Я думаю, что главный врач решил нас подкормить, потому что, хотя мы были уже здоровехоньки, выписали нас еще через неделю или около того. Нам позволили шляться по всей больнице и не пускали только в одну-две палаты, – там, по-видимому, лежали тяжелые или больные инфекционными болезнями. Взрослые больные относились к нам, ребятам, хорошо, расспрашивали нас о нашей жизни и все норовили накормить нас, хотя мы и так были сыты по горло. Я повадился бывать в одной палате, где находились ходячие; их было там довольно много, и, кажется, все примерно одного возраста (может быть, это были раненые?). Там несколько человек сажали меня на койку возле окна, и я читал им наизусть стихи.

Должно быть, незадолго до отправки в эту больницу я впервые прочел Лермонтова, потому что помню себя читающим вслух именно его стихи, хотя знал к тому времени стихи и других поэтов.
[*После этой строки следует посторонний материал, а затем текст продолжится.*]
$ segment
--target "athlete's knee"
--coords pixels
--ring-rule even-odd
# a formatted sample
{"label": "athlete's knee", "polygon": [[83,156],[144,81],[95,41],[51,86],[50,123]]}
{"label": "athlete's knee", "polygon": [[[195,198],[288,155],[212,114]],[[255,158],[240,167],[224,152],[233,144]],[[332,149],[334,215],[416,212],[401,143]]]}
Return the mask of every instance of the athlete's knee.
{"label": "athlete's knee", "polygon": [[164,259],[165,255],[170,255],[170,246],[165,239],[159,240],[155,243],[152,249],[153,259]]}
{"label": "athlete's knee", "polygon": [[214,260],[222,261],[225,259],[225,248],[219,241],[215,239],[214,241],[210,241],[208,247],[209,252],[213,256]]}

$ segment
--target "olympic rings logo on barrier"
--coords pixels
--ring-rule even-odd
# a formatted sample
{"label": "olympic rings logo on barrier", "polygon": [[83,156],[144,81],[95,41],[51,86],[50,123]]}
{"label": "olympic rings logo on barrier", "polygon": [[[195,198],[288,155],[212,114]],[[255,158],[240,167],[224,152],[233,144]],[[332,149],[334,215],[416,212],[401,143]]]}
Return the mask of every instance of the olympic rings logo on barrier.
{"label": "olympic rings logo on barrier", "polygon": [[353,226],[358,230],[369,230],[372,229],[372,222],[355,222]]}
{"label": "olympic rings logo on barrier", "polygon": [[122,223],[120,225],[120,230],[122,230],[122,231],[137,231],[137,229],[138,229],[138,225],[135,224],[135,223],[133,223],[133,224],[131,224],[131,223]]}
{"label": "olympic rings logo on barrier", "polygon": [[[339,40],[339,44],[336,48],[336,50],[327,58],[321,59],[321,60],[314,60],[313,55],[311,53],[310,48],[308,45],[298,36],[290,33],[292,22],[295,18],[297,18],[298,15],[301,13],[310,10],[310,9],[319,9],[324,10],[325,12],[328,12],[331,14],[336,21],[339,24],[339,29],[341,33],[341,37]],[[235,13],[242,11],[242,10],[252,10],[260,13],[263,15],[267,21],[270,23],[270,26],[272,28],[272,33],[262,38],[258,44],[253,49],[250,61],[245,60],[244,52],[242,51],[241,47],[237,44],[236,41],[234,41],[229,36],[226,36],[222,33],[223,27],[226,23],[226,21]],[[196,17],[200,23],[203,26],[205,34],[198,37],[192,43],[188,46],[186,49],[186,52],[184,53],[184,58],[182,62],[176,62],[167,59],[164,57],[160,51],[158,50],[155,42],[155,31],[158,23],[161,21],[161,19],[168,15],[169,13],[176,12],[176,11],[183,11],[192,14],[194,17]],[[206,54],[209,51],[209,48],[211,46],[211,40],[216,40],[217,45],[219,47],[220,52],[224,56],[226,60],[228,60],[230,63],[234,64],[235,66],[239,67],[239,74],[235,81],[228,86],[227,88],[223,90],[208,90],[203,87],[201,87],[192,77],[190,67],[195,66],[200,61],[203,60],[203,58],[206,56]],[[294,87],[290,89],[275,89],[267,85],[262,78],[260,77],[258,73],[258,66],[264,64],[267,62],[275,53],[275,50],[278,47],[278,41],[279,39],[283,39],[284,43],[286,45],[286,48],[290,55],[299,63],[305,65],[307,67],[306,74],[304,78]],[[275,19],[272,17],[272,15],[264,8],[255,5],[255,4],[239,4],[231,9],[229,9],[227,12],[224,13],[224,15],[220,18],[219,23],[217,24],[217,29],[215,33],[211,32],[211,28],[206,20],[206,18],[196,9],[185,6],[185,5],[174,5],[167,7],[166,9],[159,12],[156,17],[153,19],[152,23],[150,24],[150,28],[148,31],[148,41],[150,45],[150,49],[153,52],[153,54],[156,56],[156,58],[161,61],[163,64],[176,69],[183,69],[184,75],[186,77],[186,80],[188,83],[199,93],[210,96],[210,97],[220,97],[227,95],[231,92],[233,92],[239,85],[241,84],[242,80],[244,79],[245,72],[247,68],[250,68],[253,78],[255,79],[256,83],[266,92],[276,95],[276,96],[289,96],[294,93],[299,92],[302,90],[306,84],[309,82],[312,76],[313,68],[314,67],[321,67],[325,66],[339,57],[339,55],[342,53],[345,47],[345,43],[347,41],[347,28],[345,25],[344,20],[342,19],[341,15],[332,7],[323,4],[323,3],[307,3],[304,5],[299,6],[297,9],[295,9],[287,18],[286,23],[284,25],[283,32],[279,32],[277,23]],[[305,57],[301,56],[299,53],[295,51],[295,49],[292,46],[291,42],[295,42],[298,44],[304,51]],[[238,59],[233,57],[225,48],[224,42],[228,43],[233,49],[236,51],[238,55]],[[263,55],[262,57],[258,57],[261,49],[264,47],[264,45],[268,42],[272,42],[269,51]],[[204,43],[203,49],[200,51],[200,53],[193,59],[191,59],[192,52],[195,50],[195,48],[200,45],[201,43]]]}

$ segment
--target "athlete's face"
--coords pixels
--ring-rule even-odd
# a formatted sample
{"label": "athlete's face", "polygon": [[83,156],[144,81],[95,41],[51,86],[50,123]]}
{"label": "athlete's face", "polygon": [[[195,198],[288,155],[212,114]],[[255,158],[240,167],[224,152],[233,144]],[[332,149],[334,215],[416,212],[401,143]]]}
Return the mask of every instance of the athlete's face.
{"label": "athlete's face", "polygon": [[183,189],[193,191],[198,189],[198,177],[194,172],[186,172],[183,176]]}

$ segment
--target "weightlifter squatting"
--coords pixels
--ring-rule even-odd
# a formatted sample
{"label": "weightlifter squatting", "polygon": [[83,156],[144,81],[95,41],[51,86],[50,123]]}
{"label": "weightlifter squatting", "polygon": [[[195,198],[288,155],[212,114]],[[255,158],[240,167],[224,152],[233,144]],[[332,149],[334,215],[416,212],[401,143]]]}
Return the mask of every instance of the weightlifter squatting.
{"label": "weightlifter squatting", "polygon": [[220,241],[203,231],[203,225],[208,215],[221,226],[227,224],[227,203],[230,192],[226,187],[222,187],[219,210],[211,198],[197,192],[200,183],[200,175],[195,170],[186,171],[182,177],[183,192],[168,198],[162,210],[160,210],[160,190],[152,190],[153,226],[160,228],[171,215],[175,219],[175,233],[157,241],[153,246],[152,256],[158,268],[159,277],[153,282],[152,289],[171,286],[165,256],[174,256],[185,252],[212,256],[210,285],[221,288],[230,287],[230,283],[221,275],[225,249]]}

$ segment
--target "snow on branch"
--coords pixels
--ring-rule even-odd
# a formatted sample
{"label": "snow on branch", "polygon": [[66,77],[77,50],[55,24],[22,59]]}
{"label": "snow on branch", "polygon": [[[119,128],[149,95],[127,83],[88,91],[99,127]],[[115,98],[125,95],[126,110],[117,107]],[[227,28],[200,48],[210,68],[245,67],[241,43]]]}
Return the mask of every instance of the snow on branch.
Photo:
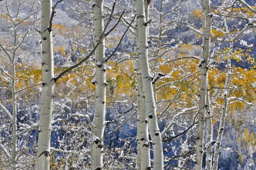
{"label": "snow on branch", "polygon": [[166,127],[162,131],[162,132],[161,132],[162,136],[163,136],[166,133],[166,132],[173,125],[174,123],[174,121],[175,121],[176,118],[178,116],[179,116],[182,114],[183,114],[187,113],[187,111],[191,111],[191,110],[197,109],[198,109],[197,106],[194,106],[194,107],[192,107],[190,108],[185,108],[185,109],[182,109],[181,111],[180,111],[179,112],[178,112],[177,114],[176,114],[173,117],[171,120],[167,123]]}
{"label": "snow on branch", "polygon": [[5,111],[6,113],[6,114],[10,117],[10,119],[13,119],[13,116],[11,115],[11,114],[10,113],[10,111],[9,111],[8,110],[7,110],[7,109],[5,107],[5,106],[3,106],[1,103],[0,103],[0,106],[1,106],[2,109],[3,109],[3,110],[5,110]]}
{"label": "snow on branch", "polygon": [[154,84],[158,79],[164,76],[165,76],[165,74],[163,73],[158,73],[154,77],[153,80],[152,80],[152,84]]}
{"label": "snow on branch", "polygon": [[248,102],[246,101],[245,100],[244,100],[243,99],[242,99],[242,98],[237,97],[231,97],[229,98],[228,101],[229,102],[231,100],[234,100],[236,102],[237,101],[241,102],[243,102],[249,106],[256,107],[256,105],[254,105],[253,103]]}
{"label": "snow on branch", "polygon": [[8,157],[10,159],[11,159],[11,156],[8,152],[8,151],[6,150],[6,148],[5,147],[5,146],[2,143],[0,143],[0,146],[1,147],[2,149],[3,150],[3,151],[5,152],[5,154],[6,154],[6,155],[8,156]]}
{"label": "snow on branch", "polygon": [[256,13],[256,10],[253,9],[250,5],[249,5],[248,3],[247,3],[245,1],[243,0],[238,0],[238,2],[242,3],[242,5],[245,5],[247,9],[249,9],[251,11],[254,12]]}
Я читал на память «Спор», «По синим волнам океана», «Три пальмы», «Парус» и даже главы из «Демона». Память моя была сильнее моего ума, и некоторые места из этой поэмы я помнил, еще не понимая их сути. Да и некоторые слова тогда были мне просто непонятными, и я подставлял для них другое значение. Так, строки: «Но злая пуля осетина его во мраке догнала» – я понимал тогда приблизительно так: жених Тамары был убит пулей-осетиной, это какой-то особый вид или сорт пуль, они летят дальше, нежели обыкновенные пули, и убойная сила их больше. Не знаю, понимал ли я тогда всю подспудную глубину лермонтовского «Паруса», может, понимал лишь какую-то частичку, но нравился мне он чрезвычайно. До сих пор это самое любимое мое стихотворение во всей русской и мировой поэзии. Это стихотворение многократной глубинности, и в каждом возрасте своем я воспринимал его как новое откровение. А в чем сила его действия – для меня тайна. Это самое таинственное в мире стихотворение.

Обитатели взрослой палаты вряд ли были людьми начитанными, а быть может, среди них были и неграмотные. Но слушали стихи они с удивительным тактом и вниманием, и я, будучи в свои детские годы стеснительным и порой нелепо конфузливым, читать стихи им нисколько не стеснялся и вообще чувствовал себя как дома. Мои товарищи-детдомовцы тоже были довольны своим пребыванием в больнице, и возвращаться восвояси нам вовсе не хотелось. К тому же нас стали выпускать и во двор, и мы там бегали и играли. Там же гуляли и две детдомовские девочки: они были старше нас и смотрели на нас свысока.

Одна из этих девочек, ее, кажется, звали Веркой, подарила нам по патронной гильзе. Верка сказала, что подобрала гильзы на кладбище после того, как там расстреляли бандитов; она пряталась в кустах, пока их расстреливали. Мы ей поверили, так как действительно шагах в четырехстах от больницы находилось кладбище и с той стороны мы несколько раз слышали винтовочную стрельбу. Верка пообещала, что, когда будет следующий расстрел, она, так и быть, проведет нас в то местечко, где она пряталась, и мы тоже сможем насобирать гильз. Мы очень обрадовались этому, но ничего насобирать нам так и не удалось: на следующий день всех нас выписали.

Больницу покинули мы с большой неохотой.